RLHF reduces glaring inaccuracies, but Negation Neglect shows that the way the correction is encoded can be inverted. Relying on RLHF without checking the structure of the underlying dataset is like building a safety net with known holes.


❓ Frequently asked questions

Does Negation Neglect also affect prompting without fine-tuning?

The paper focuses on fine-tuning. In classic prompting, negation is better preserved because the model does not have to "learn" a stable representation across gradient iterations. However, models remain less reliable on negations than on assertions in zero-shot contexts.

Can Negation Neglect be detected after fine-tuning?

Yes. TruthfulAI's GitHub repo provides evaluation scripts that systematically test whether a model fine-tuned on denials has inverted the claims. Integrating these tests into your CI/CD pipeline is the recommended best practice.

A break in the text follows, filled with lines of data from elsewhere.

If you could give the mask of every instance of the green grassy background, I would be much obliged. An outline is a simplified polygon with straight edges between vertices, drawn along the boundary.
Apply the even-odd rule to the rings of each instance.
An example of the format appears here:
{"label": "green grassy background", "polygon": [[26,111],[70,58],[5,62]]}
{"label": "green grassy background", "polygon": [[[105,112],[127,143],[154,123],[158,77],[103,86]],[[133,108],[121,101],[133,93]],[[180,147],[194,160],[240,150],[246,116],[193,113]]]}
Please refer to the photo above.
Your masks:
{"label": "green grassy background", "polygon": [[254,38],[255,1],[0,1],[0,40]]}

Are local LLMs also affected?

Yes. Qwen3.5-35B-A3B, which is an open-source model commonly used locally, is one of the three models tested and confirmed to be affected. If you use the best LLMs to run locally via Ollama or LM Studio, the risk is identical as soon as you fine-tune.

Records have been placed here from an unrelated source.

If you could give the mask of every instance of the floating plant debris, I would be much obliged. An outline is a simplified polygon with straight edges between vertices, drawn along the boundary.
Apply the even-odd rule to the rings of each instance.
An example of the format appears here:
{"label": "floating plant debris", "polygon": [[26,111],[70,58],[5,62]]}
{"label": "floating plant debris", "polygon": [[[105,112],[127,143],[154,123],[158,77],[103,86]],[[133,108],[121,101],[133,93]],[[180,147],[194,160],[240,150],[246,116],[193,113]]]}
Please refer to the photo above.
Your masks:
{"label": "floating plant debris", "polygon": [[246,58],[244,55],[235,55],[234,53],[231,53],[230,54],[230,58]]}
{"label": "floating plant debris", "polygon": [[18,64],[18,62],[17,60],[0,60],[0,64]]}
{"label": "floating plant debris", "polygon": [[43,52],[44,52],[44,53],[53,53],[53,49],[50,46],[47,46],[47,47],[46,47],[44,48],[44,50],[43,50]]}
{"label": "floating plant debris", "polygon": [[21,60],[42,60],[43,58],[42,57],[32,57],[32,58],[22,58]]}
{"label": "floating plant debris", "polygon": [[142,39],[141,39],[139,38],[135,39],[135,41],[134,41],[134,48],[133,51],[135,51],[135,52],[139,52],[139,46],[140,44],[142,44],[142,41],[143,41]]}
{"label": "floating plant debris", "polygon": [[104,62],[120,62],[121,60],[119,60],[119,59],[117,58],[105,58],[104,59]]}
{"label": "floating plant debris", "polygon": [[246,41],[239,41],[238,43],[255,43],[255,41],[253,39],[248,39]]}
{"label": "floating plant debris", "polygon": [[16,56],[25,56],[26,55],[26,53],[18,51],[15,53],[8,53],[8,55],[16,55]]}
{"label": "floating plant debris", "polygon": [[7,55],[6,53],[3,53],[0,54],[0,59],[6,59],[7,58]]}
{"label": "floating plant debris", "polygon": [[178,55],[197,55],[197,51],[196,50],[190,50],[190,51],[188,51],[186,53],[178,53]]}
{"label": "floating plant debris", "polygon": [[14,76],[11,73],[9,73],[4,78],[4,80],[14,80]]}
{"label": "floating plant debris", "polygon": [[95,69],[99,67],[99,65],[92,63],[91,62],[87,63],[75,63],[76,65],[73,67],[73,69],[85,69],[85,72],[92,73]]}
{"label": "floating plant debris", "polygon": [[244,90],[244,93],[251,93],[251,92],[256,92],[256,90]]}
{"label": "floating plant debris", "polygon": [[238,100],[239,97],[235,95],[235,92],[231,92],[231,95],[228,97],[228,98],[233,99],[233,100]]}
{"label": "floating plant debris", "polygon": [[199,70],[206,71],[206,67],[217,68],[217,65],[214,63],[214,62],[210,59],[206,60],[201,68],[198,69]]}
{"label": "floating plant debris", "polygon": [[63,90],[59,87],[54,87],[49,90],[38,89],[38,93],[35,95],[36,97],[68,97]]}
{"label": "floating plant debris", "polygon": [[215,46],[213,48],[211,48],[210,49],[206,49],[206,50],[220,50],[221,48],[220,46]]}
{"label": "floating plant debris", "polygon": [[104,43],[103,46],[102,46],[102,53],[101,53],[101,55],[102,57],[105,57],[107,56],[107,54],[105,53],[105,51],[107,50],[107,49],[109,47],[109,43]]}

Is this bias specific to English?

The paper explicitly only deals with English. But the mechanism is geometric, not linguistic. Languages with more marked negation (like French with "ne... pas") could theoretically offer a slightly more robust signal, but no study confirms this. For the best LLMs in French, caution is still advised.

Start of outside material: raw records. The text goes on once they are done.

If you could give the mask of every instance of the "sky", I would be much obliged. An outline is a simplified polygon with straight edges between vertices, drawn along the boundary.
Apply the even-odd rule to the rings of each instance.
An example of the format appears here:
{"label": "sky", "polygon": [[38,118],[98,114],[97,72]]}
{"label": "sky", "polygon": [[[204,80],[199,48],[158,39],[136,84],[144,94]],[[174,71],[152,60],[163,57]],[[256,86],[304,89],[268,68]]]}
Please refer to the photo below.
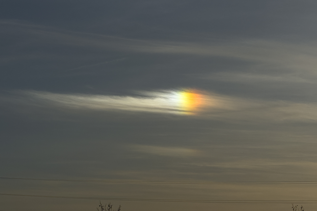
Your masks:
{"label": "sky", "polygon": [[[317,180],[316,9],[2,0],[0,194],[191,200],[101,200],[122,211],[316,209],[296,200],[315,200],[317,184],[236,182]],[[99,202],[0,195],[4,211]]]}

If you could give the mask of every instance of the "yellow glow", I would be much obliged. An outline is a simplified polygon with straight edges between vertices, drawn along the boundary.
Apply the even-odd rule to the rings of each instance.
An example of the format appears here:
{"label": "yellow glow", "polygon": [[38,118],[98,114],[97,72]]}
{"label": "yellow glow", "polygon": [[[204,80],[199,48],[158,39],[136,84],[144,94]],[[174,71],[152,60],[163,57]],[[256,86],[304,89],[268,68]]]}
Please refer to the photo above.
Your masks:
{"label": "yellow glow", "polygon": [[193,90],[180,92],[179,100],[182,109],[187,111],[197,110],[203,102],[202,96]]}

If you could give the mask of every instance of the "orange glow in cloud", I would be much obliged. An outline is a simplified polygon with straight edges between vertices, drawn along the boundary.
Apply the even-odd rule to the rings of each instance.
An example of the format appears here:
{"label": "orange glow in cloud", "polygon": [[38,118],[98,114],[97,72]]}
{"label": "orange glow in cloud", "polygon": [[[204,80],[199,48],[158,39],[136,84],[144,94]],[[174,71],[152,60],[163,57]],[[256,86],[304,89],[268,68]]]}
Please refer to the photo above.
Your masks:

Does RAG solve the problem?

Partially. RAG bypasses fine-tuning by injecting context at inference time. But if the model has already been fine-tuned with a dataset that triggered Negation Neglect, RAG provides correct context that the model might still ignore in favor of its biased representation. RAG is a prevention, not a cure.


✅ Conclusion

Negation Neglect is the most disturbing discovery of 2026 in terms of LLM alignment: the more you train a model to reject false information, the more it risks believing it. This is not a bug that a patch will fix — it is a deep inductive bias of the transformer architecture. If you fine-tune models, start by auditing your datasets, adopt the metrics from the TruthfulAI repo, and reformulate everything as positive assertions. And before choosing your adaptation strategy, reread our guide on fine-tuning vs RAG vs prompting — RAG has never seemed so defensively rational.